僕は反射的に、彼の肩を思いっきり突いていました。
(※良い子は真似しないように。。。というか暴力はダメです)
僕「やれよ!!!!やりたいんだろう!!!」
彼「はい。。。。(涙)」
僕「あきらめんな。お前には才能あるんだから」
言いながら思い出した。当時スクールをやっていた赤坂で。。。懇親会の帰り道。。。駅へと向かう道で、二人きりになって、Tくんに言ったこと。。。
「お前には才能がある。絶対いいコーチになるぞ!」
コーチングの才能はいろんな種類のものがあるけど、彼には思い切りの良さがあった。クライアントにぶつかりながら、そこから立ち上がってくるものを使って、一緒に物語をつむぎ出せる彼。インファイト型のコーチ。
確かにあの夜僕は酔ってた。だけど、そのときの言葉に嘘はなかった。
改めて彼を見る。彼の目に、消えていた光が灯っていた。まだ小さな灯かもしれないけれど。。。ホッとした。。。
そして、
それから2年ほどの時を経て。。。
大阪出張のとき。関西圏の卒業生が開いてくれた同窓会。。。。そこにTくんがいました。
Tくんの活躍は知っていました。プロコーチとして大人気の彼。そんな彼にビジネスを教えてもらいたいという人たちも増えて、ビジネス講座でも大活躍していました。
。。。。。あんなにお金のことで困ってたのに。。。。。変われば変わるもんだな。。。。。
僕「お、金持ちがおるぞ(笑)」
Tくん「だいじゅさん。やめてくださいよ」
僕「いやさ。。。。俺は嬉しいよ。。。。本当に。。。。」
Tくん「。。。。。(涙)。。。。ありがとうございます。。。あのとき喝を入れてくれたおかげです。。おかげで目が覚めました」
僕「そっか。。よかった。。。それにしても、すごい活躍じゃん!」
Tくん「本当に、おもったよりうまくいってて。。。」
僕「それでいいんだよ。。。調子いいときはどんどん行かなきゃ。。。お前は波に乗るの、得意なんだから!」
Tくん「。。。。(笑)。。。。ありがとうございます!。。。。でもね」
でも???
Tくん「でもね。。。。だいじゅさん。。。。俺大変だったんすよ」
僕「そうなの?」
Tくん「ビジネスはうまくいくようになりましたけど。。。。俺コーチとしての底。。。。。体験しました」
彼の話はこうでした。僕の『肩ドン事件』でスイッチが入った彼。

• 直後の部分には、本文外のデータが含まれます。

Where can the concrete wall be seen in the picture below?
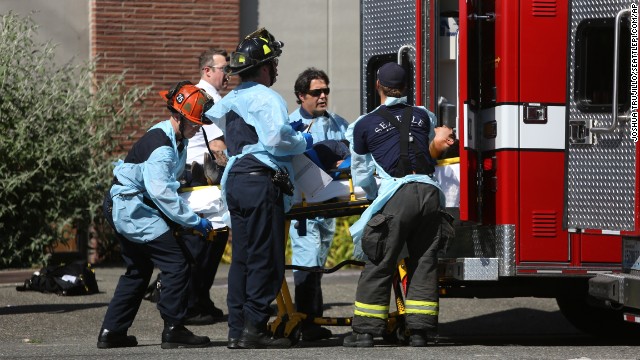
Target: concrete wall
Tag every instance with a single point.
(320, 33)
(63, 22)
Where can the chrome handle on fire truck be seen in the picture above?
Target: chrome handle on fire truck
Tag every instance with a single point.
(487, 17)
(614, 101)
(402, 49)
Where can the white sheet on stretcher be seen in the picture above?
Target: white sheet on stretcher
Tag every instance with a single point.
(206, 201)
(448, 176)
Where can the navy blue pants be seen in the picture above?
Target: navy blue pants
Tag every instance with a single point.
(207, 256)
(257, 261)
(140, 260)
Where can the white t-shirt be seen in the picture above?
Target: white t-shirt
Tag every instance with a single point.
(197, 147)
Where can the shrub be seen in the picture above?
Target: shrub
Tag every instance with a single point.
(59, 128)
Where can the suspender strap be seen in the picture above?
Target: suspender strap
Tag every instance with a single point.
(406, 140)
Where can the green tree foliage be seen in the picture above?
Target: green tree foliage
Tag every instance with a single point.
(59, 130)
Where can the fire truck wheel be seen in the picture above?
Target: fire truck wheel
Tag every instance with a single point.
(592, 319)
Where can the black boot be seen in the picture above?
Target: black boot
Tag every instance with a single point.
(252, 338)
(177, 336)
(109, 339)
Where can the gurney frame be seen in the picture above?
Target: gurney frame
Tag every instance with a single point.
(288, 322)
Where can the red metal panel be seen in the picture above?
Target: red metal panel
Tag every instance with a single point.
(543, 51)
(465, 167)
(506, 188)
(419, 68)
(506, 56)
(600, 248)
(541, 237)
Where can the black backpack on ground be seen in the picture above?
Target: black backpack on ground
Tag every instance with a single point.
(76, 278)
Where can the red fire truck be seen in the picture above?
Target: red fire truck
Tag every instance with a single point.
(541, 94)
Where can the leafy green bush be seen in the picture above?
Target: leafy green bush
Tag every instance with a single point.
(59, 129)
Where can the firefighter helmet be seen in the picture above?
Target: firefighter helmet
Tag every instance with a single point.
(189, 101)
(256, 48)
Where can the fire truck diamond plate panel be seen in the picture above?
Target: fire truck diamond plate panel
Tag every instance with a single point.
(601, 176)
(386, 26)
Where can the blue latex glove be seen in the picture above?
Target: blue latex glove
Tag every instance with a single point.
(298, 125)
(309, 139)
(203, 227)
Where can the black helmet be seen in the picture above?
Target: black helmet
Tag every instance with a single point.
(256, 48)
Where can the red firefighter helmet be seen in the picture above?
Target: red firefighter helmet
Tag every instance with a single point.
(189, 101)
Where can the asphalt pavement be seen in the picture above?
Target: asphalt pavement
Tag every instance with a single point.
(34, 325)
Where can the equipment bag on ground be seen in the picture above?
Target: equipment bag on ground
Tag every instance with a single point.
(76, 278)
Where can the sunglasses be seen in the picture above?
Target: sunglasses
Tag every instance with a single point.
(317, 92)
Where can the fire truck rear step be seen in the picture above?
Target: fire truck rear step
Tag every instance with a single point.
(473, 269)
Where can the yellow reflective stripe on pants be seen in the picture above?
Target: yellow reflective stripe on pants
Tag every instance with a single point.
(421, 307)
(369, 310)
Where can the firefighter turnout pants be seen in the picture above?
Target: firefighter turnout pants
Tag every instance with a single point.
(411, 216)
(257, 259)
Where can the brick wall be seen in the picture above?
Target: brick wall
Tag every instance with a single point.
(158, 42)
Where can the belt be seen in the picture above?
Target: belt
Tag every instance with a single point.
(257, 173)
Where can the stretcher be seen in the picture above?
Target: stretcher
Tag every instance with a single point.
(342, 198)
(206, 201)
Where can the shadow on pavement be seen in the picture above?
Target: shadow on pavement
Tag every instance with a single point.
(48, 308)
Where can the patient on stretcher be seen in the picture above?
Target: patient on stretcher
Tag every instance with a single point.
(334, 158)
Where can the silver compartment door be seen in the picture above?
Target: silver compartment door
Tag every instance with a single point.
(386, 26)
(600, 167)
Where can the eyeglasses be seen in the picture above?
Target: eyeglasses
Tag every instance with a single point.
(221, 68)
(317, 92)
(190, 123)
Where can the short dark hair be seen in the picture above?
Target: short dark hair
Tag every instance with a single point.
(304, 81)
(206, 57)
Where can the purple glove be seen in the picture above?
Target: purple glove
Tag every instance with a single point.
(298, 125)
(309, 140)
(203, 227)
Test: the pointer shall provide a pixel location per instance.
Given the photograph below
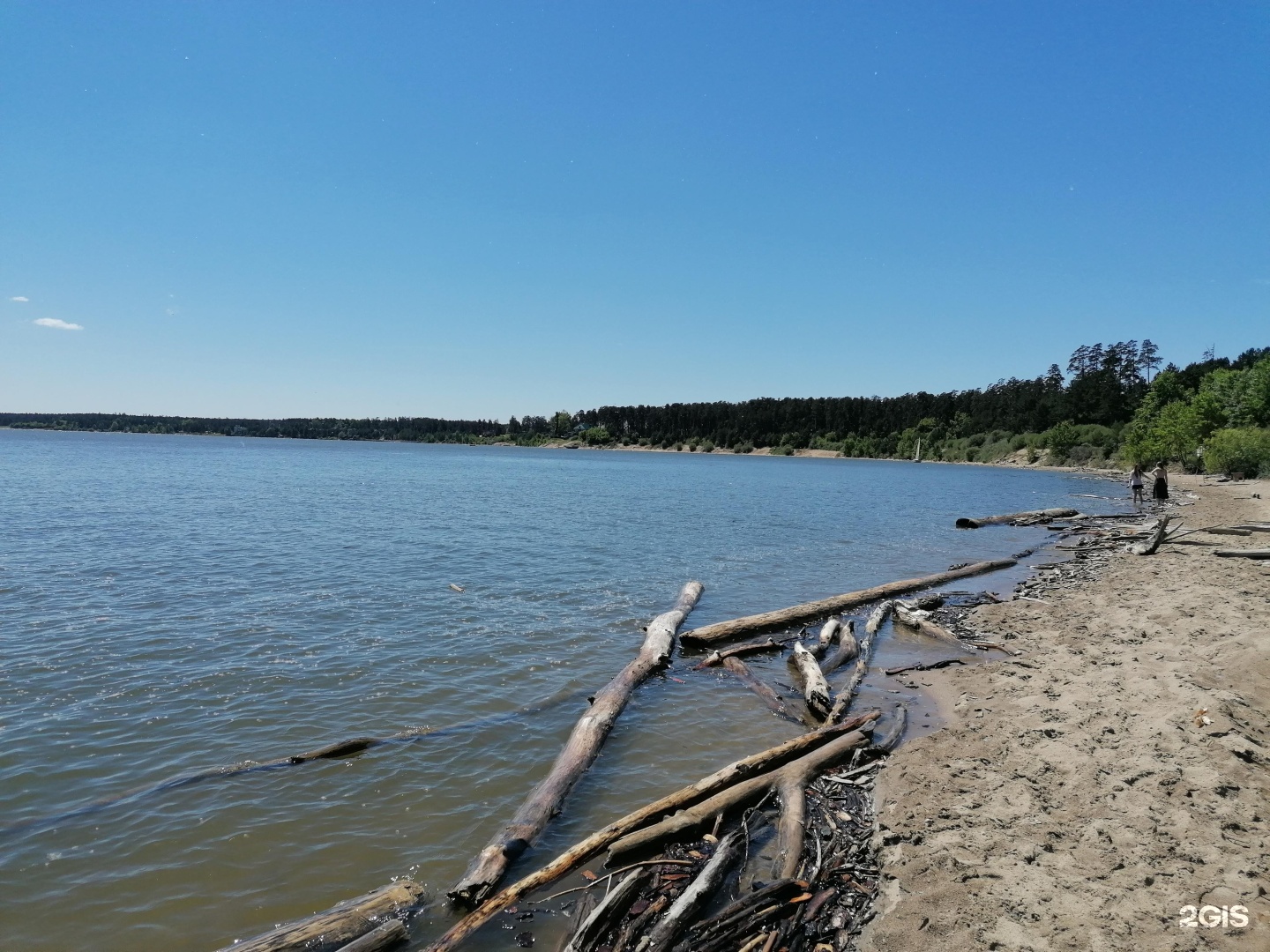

本当にやりたいことをやろう。。。やっぱりアスリートコーチをやろうと、積極的に動き始めたそうです。
そして出会ったのが、あるXゲームのアスリート。世界選手権出場を目指す選手でした。
元アスリートだったTくんとその選手は意気投合し、一緒に世界を目指そうと頑張っていたそうです。
勢いがあるときのコーチングはうまくいく。
コーチは迷いなく問いかけ、クライアントも迷いなく決断していく。
もともとトップレベルの実力があったその選手は、メンタルが上向いたことも手伝って、破竹の勢いで勝利を重ねていきました。
そして、夢だった世界選手権への出場も決まります。
選手から帯同を依頼され、Tくんは一緒に現地まで行ったそうです。
Tくん「でも、俺ビビっちゃって。。。。ここで結果出してもらわないと、契約切られるかな。。。。ここまで来たんだから、うまいことやらないと、って。。。。」
僕「そっか。。。まぁ、あるある よな」
Tくん「で。。。ぜんぜん相手に踏み込めなくて。。彼からアイディア求められても、何も言えないし」
僕「。。。。」
Tくん「。。。。結局、結果は出ませんでした。メダルもあり得る状態だったのに。。。」
僕「それで」
Tくん「彼に謝りました。。。。だけど『自分は本気で世界一目指すので、今後Tさんにコーチング頼むことはありません』と言われました」
そういう世界だよな。限られた時間の中で、一つ一つのチャンスを生かせるか?そのためにできることはなんでもやる。そんなアスリートと関わるのがアスリートコーチ。
僕「で、どうしたの?」
Tくん「情けなくて。。。。でももう一度やり直したくて。。。。自分に向き合いました。。。。」
僕「うん。。。」
Tくん「ビビってました。そのビビってる気持ちの、奥には、焦り。。。そしてその奥には恐怖。。。。自分のことしか見てなかった。。。極限状態の選手がベストを尽くせるように関わりたかったはずなのに。。。一番大切なときに。。。。俺は最低でした」
僕「なるほど。。。。」
Tくん「で、手紙を書きました。自分に起こっていたことを正直に、全部書きました。。。全部伝えた上で、もう一回一緒にやりたい。本気で関わらせて欲しい、と」
僕「うん。それで」
Tくん「返事は来ませんでした。。。。そうだよな。。。と思いながらも。。。諦めたくなくて」
僕「うん」
Tくん「毎週手紙を出しました」
僕「やべーな(笑)」
Tくん「あはは。本当に。。。別にもうコーチとして関われなくてもいい。だけど何か役に立ちたい。そう思って、役に立ちそうな情報と、応援メッセージを書いて」
僕「そっか。。。。」
Tくん「もちろん、返事なんか来なくて。。。でもそれで良くて。。。読んでないかもしれないけど、その可能性が高いけど。。。でも、彼を応援したくて。。。他にできることが思いつかなくて。。。。」
僕「。。。。。」
僕は全国のコーチたちにこんなやり方は進めません。でもね。好きなんだよね。個人的には。。。。この情熱が。。。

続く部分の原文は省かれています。